AMD suffers from an "Intel like" bug

by on08 January 2018


It has fixed it though

AMD has fixed, but not yet released BIOS/UEFI/firmware updates for the general public for a security flaw affecting the AMD Secure Processor.

This component, formerly known as AMD PSP (Platform Security Processor), is a chip-on-chip security system, similar to Intel's much-hated Management Engine (ME). Just like Intel ME, the AMD Secure Processor is an integrated coprocessor that sits next to the real AMD64 x86 CPU cores and runs a separate operating system tasked with handling various security-related operations.

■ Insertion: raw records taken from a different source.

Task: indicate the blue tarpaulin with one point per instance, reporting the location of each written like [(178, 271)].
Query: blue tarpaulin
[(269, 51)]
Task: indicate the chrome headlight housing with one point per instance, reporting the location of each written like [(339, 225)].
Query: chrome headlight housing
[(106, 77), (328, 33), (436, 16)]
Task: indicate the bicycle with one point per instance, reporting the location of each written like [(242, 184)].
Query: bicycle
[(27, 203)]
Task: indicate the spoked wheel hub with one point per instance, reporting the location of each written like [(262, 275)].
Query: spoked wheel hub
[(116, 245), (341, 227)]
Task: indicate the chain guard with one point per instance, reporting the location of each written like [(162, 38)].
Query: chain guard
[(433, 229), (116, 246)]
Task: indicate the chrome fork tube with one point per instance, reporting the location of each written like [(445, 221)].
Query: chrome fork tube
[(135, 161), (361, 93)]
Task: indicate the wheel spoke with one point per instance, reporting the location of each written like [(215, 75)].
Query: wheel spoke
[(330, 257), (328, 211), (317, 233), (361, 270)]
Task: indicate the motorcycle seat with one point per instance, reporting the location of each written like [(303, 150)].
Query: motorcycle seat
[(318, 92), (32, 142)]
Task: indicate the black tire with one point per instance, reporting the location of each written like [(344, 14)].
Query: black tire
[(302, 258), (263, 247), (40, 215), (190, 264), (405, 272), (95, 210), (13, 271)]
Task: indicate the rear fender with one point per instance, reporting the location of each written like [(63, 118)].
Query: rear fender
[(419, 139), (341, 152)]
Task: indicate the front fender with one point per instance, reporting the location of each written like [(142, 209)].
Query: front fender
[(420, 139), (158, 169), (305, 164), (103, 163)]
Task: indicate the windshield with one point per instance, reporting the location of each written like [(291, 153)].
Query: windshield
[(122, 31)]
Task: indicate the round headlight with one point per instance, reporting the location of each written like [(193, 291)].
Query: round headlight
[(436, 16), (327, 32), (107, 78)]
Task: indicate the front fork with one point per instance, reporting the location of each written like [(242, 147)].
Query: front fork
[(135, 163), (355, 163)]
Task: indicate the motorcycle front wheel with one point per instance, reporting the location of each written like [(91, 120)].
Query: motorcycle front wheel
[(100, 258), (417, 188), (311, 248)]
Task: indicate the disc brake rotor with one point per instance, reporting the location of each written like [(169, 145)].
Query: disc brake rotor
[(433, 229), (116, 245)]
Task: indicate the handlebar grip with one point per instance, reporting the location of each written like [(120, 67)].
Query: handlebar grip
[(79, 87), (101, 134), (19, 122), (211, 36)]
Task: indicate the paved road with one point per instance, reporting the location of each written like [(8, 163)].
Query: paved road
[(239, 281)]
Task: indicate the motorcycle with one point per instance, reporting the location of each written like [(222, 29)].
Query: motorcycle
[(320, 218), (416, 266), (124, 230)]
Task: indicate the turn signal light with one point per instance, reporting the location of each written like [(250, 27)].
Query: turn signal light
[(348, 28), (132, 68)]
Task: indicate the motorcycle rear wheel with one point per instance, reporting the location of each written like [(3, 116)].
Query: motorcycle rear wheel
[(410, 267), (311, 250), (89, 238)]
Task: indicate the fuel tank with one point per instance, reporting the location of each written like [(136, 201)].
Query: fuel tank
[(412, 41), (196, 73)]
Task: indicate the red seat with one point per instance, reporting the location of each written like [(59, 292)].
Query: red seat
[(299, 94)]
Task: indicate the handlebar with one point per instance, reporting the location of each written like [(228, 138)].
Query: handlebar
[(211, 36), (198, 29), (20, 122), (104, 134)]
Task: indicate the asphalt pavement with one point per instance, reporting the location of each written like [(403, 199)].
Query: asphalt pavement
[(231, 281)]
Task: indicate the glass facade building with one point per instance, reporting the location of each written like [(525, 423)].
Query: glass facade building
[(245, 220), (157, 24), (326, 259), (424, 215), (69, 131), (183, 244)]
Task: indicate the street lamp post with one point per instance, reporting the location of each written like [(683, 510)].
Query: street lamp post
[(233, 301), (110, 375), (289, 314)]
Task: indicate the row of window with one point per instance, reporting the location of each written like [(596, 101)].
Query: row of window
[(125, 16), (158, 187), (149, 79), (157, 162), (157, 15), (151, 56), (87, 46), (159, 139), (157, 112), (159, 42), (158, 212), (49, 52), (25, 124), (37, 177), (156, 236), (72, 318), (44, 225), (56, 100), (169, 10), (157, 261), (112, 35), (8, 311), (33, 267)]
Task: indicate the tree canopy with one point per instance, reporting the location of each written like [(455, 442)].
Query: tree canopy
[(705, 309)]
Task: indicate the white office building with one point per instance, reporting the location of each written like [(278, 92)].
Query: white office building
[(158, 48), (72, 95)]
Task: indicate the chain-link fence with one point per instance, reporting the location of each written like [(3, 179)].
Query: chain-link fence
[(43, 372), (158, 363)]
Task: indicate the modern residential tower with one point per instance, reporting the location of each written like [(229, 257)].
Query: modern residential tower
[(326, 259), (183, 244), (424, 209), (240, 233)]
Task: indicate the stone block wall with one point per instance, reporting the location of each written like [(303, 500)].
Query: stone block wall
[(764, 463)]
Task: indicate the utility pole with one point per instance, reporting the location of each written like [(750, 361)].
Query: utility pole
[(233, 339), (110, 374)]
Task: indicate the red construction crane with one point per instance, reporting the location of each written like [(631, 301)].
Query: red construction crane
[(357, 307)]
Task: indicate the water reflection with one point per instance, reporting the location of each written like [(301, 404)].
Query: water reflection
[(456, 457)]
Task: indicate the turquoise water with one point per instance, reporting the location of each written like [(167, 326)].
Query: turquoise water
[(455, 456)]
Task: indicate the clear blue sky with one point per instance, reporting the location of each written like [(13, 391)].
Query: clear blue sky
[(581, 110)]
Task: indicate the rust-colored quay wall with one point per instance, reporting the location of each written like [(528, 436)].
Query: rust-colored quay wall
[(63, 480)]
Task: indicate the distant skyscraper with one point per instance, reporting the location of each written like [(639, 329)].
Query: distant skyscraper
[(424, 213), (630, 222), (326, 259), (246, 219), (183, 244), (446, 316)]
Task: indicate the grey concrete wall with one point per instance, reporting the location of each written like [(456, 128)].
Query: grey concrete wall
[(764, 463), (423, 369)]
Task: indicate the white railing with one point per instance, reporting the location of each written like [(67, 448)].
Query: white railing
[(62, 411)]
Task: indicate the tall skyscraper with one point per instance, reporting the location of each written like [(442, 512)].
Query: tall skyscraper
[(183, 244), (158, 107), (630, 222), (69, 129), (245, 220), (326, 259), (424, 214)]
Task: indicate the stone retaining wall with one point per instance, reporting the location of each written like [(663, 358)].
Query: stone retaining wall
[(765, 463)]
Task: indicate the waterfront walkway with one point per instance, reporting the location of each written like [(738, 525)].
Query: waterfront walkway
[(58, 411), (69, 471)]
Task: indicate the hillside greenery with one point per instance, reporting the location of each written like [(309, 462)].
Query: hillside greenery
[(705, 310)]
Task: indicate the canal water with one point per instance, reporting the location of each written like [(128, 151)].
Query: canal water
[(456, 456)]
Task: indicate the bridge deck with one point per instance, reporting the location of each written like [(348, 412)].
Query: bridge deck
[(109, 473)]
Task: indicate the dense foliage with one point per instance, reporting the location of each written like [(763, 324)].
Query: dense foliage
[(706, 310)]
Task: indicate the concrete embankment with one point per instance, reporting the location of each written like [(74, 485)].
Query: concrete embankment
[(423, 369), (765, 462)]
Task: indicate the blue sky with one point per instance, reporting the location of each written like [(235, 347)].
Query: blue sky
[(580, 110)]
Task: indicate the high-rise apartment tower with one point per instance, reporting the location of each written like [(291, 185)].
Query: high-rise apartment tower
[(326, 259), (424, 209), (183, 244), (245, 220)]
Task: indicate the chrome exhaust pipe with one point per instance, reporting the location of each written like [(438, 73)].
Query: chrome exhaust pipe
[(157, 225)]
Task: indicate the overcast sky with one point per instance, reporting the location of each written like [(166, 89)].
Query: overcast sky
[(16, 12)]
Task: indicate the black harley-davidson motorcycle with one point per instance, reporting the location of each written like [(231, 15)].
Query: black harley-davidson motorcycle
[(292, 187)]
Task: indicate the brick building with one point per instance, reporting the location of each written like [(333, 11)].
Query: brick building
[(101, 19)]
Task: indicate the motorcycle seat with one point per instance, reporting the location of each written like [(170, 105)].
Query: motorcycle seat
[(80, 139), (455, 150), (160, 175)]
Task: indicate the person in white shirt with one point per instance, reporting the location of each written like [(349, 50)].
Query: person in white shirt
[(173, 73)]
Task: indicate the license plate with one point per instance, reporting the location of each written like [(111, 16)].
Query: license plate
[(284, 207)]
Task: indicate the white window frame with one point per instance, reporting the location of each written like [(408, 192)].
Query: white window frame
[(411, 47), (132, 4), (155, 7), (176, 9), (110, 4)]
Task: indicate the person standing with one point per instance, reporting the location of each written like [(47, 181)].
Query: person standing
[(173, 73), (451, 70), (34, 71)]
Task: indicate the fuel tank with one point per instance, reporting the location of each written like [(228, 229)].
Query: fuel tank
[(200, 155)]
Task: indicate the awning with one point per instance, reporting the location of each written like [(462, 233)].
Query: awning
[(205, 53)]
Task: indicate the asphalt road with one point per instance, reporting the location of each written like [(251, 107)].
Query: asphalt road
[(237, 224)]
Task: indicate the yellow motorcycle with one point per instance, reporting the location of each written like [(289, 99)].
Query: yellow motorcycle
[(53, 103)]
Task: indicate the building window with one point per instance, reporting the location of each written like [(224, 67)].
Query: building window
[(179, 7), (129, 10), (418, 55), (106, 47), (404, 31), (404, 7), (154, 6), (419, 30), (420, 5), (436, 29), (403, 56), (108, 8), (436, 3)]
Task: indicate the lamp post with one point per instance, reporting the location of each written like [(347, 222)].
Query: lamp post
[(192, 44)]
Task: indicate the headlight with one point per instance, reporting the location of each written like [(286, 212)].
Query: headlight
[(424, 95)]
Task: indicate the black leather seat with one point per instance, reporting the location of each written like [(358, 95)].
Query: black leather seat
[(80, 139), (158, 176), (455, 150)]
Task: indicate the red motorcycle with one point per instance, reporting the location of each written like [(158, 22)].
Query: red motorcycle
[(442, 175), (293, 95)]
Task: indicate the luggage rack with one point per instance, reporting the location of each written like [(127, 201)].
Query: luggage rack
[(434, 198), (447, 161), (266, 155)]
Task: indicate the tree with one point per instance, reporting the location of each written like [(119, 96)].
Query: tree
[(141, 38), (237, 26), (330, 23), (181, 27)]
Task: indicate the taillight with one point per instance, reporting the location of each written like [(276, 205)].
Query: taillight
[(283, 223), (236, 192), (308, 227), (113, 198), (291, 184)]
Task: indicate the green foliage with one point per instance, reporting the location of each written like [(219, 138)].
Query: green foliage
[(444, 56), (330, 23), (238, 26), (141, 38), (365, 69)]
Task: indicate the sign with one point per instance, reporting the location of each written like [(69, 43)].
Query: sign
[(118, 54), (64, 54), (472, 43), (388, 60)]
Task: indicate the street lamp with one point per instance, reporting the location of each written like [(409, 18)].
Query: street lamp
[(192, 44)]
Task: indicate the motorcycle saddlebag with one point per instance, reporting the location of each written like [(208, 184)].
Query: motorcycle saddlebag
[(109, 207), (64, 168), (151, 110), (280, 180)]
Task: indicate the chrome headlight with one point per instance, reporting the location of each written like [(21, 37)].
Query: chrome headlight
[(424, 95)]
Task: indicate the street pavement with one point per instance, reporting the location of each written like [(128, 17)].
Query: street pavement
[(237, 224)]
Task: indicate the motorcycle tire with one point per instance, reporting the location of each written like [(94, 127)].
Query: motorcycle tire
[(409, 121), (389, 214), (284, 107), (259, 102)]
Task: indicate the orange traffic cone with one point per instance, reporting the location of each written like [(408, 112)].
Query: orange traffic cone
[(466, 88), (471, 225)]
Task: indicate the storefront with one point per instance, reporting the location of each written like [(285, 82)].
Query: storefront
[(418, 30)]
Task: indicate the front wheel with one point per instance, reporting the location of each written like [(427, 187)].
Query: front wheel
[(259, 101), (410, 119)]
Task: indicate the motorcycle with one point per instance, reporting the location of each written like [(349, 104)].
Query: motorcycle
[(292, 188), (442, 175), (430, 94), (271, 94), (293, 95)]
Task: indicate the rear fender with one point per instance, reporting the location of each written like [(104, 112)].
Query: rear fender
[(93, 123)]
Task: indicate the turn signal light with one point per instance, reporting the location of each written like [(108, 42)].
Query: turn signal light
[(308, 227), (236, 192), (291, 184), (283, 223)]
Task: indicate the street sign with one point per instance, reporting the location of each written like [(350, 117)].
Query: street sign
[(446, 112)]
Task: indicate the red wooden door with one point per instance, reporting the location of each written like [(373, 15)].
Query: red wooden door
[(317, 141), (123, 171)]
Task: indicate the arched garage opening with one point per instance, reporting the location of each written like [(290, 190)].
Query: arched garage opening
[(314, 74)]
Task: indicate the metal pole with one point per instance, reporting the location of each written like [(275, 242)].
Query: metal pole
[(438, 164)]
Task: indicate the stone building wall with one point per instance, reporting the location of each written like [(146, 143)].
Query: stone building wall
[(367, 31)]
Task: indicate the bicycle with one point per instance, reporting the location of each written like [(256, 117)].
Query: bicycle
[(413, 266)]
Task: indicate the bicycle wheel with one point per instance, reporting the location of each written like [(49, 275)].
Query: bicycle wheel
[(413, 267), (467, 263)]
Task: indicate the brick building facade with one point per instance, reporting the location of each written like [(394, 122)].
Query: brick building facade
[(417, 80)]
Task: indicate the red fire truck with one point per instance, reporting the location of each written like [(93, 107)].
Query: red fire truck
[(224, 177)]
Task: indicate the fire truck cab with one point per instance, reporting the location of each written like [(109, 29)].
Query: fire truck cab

The security bug is a buffer overflow that allows code execution inside the AMD SPS TPM, the component that stores critical system data such as passwords, certificates, and encryption keys, in a secure environment and outside of the more easily accessible AMD cores. Intel fixed a similar flaw last year in the Intel ME.

According to Bleeping Computer  Cfir Cohen, a security researcher with the Google Cloud Security Team, discovered a vulnerability in the Trusted Platform Module (TPM) of the AMD Secure Processor. The TPM is a component to store critical system data such as passwords, certificates, and encryption keys, in a secure environment and outside of the more easily accessible AMD cores.

Cohen said that some basic mitigation techniques such as "stack cookies, NX stack, ASLR" were not implemented in AMD's Secure Processor, making exploitation trivial.